Meno di un anno fa, la ritirata americana da Kabul — avvenuta in circostanze così drammatiche da far parlare di una débâcle — indicava al mondo intero la dottrina Biden: quest’America non ha i mezzi per fare il gendarme del mondo, deve concentrarsi sull’unica sfida che conta (con la Cina), disimpegnarsi da altre responsabilità. L’aggressione russa all’Ucraina ha creato un’opportunità, coerente con quell’obiettivo: rinsaldare la Nato, al tempo stesso ottenere finalmente che gli europei sostengano con più risorse i costi della propria sicurezza. Se Putin è riuscito perfino a terrorizzare finlandesi e svedesi spingendoli fuori dalla neutralità, il beneficio geopolitico per l’America in termini di allargamento di alleanze lo ha generato lui.
Si tratta di un guadagno che presenta rischi e incognite. Biden deve stare attento a non farsi risucchiare dal suo establishment globalista in un ruolo «antico» — da prima guerra fredda — che lo sovraesponga in Europa. Rimane valida la dottrina che vede la Cina come l’unica rivale strategica nel lungo termine, e infatti Biden sta visitando Giappone e Corea del Sud per ribadire l’attenzione all’Indo-Pacifico.

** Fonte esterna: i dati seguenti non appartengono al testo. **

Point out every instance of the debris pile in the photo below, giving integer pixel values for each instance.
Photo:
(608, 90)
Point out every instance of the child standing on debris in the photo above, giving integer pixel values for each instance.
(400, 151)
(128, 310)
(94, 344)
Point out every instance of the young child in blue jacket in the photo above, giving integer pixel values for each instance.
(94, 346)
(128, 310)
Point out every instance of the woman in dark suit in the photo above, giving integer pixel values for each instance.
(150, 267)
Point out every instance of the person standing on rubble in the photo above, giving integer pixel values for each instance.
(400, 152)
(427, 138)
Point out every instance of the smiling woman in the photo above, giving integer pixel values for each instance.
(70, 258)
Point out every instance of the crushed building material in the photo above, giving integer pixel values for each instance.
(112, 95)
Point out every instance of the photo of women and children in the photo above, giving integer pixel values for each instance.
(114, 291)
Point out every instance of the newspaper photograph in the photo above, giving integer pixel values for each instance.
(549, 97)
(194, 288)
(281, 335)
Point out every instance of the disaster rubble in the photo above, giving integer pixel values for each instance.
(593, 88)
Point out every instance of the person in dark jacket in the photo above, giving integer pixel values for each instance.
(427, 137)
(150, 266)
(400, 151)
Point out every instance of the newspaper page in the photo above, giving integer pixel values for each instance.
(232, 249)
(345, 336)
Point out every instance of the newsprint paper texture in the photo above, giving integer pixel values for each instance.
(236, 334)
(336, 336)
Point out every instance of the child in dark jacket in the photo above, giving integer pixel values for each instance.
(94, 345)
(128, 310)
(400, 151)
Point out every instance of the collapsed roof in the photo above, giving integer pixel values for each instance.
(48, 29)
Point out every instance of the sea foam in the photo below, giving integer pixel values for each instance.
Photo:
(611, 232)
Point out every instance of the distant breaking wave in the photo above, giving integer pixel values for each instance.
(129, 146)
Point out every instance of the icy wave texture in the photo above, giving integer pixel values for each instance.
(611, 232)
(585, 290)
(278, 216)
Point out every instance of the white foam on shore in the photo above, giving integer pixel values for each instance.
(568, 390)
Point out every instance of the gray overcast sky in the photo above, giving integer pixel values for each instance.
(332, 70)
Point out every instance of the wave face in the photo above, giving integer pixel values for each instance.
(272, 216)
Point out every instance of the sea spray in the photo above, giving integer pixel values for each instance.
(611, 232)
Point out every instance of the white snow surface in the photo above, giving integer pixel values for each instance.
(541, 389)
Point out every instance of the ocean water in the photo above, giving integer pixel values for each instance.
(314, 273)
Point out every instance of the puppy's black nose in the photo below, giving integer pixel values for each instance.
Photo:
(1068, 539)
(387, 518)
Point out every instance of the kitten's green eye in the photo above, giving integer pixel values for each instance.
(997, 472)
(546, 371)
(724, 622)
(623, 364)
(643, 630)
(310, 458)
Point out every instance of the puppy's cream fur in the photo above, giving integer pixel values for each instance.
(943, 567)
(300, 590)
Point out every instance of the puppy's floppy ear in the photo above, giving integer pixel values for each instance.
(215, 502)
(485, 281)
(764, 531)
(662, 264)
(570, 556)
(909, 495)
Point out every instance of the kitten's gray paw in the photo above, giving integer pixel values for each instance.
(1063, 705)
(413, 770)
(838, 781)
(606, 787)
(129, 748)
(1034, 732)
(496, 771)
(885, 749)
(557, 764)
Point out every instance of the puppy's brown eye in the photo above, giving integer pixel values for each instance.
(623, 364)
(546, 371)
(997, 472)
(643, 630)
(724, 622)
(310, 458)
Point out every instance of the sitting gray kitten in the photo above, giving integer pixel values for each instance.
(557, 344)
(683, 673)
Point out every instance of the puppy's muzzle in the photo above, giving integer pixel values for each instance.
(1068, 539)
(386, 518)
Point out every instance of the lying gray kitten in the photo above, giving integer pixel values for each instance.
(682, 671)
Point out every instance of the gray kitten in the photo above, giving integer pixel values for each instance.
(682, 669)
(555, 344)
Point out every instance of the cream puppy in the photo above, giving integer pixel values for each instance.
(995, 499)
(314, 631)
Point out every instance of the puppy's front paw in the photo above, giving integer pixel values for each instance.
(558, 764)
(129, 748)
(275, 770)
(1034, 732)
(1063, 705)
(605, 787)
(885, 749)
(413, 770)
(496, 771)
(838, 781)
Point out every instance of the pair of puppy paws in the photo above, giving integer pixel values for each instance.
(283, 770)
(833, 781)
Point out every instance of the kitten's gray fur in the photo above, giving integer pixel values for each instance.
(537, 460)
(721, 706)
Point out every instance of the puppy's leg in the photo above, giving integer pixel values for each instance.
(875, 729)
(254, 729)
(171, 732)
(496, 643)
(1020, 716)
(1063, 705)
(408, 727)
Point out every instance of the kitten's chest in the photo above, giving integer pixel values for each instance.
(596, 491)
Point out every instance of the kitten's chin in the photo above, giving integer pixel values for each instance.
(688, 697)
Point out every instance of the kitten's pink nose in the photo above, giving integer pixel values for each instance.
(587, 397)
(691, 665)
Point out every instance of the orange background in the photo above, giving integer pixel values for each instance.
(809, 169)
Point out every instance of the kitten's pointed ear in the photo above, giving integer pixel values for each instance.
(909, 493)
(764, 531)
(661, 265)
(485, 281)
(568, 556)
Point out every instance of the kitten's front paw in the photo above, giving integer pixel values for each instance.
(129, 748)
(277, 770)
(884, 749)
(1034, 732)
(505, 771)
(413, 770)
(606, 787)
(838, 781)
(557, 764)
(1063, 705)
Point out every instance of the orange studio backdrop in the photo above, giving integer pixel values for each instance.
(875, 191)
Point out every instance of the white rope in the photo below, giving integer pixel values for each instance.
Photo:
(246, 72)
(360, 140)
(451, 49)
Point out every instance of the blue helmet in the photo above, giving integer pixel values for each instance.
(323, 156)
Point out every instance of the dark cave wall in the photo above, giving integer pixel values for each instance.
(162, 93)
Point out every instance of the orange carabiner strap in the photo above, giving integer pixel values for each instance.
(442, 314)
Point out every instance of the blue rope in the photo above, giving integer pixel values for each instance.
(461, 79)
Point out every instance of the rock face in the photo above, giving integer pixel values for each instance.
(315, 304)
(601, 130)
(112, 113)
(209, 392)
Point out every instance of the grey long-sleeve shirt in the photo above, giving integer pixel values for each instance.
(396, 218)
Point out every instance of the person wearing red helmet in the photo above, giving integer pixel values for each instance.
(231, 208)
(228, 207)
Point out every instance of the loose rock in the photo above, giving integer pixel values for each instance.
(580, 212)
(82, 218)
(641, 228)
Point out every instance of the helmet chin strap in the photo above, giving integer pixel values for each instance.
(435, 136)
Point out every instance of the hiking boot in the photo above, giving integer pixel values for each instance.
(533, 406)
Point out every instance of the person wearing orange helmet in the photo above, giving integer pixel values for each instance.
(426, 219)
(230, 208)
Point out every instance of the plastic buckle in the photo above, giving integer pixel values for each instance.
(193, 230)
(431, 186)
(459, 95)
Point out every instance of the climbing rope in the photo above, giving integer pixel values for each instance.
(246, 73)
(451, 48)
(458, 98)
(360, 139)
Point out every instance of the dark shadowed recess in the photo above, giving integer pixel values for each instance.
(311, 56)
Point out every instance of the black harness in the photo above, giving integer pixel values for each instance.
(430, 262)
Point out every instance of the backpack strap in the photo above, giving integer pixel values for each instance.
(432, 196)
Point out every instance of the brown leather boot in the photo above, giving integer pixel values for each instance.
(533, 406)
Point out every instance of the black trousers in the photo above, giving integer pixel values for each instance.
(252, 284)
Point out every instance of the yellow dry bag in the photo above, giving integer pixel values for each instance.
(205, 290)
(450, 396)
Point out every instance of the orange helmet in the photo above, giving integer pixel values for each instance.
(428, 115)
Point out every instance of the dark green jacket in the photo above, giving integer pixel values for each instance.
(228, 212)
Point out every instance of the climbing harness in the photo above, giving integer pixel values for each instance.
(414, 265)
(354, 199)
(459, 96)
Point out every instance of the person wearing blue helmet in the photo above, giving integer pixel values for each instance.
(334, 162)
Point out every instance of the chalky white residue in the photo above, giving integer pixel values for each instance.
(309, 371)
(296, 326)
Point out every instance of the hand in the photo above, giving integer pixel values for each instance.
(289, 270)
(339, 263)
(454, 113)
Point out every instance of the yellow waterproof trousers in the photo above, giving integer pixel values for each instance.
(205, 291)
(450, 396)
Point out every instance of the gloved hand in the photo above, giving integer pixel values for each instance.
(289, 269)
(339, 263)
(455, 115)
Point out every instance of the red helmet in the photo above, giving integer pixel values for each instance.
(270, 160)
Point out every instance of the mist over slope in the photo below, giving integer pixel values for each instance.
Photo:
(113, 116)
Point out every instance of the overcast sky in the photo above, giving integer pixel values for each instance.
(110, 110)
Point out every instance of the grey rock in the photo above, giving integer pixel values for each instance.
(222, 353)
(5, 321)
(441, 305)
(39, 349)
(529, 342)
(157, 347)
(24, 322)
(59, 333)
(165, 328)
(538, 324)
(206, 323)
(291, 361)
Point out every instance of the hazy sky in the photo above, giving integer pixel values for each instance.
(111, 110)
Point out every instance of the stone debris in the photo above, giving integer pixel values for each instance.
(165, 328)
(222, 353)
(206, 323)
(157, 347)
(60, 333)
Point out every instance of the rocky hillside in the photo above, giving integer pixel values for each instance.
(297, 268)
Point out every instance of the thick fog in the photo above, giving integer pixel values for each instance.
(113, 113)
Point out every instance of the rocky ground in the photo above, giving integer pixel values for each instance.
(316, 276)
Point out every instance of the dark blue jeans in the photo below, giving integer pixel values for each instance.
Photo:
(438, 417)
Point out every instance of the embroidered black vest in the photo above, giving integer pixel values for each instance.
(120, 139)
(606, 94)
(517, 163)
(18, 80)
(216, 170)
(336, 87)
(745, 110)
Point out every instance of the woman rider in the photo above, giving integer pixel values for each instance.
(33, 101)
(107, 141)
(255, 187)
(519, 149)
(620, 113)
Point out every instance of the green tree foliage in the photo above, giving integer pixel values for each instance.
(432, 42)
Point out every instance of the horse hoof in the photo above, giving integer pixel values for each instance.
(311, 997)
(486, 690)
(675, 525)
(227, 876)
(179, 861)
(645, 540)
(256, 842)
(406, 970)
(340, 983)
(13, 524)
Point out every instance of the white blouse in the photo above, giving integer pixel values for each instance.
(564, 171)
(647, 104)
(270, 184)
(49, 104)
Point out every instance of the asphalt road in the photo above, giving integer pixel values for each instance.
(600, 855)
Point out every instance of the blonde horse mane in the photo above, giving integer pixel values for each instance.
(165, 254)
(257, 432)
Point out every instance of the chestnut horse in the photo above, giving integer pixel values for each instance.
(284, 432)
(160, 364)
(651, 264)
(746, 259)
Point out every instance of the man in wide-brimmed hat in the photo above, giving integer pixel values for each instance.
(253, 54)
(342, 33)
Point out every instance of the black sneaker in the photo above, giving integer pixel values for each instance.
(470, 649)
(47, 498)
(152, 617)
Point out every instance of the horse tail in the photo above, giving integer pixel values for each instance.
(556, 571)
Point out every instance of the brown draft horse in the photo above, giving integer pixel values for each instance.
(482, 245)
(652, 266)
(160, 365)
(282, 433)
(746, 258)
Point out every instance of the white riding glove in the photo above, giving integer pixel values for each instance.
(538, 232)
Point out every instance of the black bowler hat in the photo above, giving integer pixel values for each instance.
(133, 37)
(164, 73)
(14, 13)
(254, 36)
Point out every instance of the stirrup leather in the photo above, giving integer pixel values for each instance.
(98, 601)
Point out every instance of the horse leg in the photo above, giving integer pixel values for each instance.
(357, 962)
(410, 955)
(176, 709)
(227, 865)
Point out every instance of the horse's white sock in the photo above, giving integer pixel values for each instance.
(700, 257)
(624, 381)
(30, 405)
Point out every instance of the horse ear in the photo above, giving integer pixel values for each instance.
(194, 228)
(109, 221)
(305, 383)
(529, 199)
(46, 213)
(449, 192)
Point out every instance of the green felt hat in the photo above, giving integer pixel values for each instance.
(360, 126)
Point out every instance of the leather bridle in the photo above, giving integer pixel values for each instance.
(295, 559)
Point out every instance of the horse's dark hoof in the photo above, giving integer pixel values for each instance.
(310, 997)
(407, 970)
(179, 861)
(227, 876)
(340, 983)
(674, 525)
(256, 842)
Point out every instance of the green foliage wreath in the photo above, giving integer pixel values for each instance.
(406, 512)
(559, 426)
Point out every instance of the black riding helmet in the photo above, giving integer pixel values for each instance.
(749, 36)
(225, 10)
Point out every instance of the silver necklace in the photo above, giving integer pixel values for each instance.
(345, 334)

Un’altra incognita nel lungo termine riguarda la solidità dell’impegno americano nella Nato e l’attenzione della Casa Bianca ai problemi dell’Europa. La vasta maggioranza bipartisan che ha approvato al Congresso di Washington gli aiuti per l’Ucraina è un segnale confortante, in un periodo in cui democratici e repubblicani litigano su tutto. Però un futuro presidente repubblicano potrebbe essere meno atlantista; costringerebbe il pilastro europeo della Nato a sobbarcarsi oneri di difesa maggiori. Per chi invoca la nascita di una difesa europea autonoma vale un proverbio qui assai popolare: attenti a quel che auspicate, il vostro desiderio potrebbe realizzarsi.